Rather than comparing the standard ΛCDM cosmological model with an empty universe, the new study compares the fit of supernova data in ΛCDM to a different model, called the ’timescape cosmology’. This has no dark energy. Instead, clocks carried by observers in galaxies differ from the clock that best describes average expansion once the lumpiness of structure in the Universe becomes significant. Whether or not one infers accelerating expansion then depends crucially on the clock used.

The timescape cosmology was found to give a slightly better fit to the largest supernova data catalogue than the ΛCDM cosmology.
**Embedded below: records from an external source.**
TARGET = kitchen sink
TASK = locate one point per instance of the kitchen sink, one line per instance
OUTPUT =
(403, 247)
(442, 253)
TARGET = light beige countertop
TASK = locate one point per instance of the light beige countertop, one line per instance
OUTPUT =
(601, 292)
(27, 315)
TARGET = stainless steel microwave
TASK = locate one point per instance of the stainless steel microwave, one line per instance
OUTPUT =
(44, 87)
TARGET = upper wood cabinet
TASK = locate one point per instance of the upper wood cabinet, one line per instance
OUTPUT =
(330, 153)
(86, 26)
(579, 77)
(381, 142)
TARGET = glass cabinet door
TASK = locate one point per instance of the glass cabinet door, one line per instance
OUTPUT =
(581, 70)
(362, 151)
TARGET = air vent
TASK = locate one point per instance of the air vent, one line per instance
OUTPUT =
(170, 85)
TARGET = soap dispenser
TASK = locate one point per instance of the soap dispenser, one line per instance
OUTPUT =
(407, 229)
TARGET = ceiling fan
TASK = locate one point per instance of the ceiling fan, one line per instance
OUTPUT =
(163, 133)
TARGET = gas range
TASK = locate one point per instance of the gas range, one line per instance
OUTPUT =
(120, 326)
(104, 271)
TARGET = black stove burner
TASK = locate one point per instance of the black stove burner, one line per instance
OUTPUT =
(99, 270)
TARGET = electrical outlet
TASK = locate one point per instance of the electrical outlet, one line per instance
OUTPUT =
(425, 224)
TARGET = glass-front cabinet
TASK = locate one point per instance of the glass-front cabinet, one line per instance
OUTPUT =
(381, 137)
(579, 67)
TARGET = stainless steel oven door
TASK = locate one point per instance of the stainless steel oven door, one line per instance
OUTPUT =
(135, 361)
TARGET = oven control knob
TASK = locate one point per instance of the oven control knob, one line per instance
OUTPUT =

Unfortunately the statistical evidence is not yet strong enough to rule definitively in favour of one model or the other, but future missions such as the European Space Agency’s Euclid satellite will have the power to distinguish between the standard cosmology and other models, and help scientists to decide whether dark energy is real or not.

Deciding that not only requires more data, but also better understanding  properties of supernovae which currently limit the precision with which they can be used to measure distances. On that score, the new study shows significant unexpected effects which are missed if only one expansion law is applied. Consequently, even as a toy model the timescape cosmology provides a powerful tool to test our current understanding, and casts new light on our most profound cosmic questions.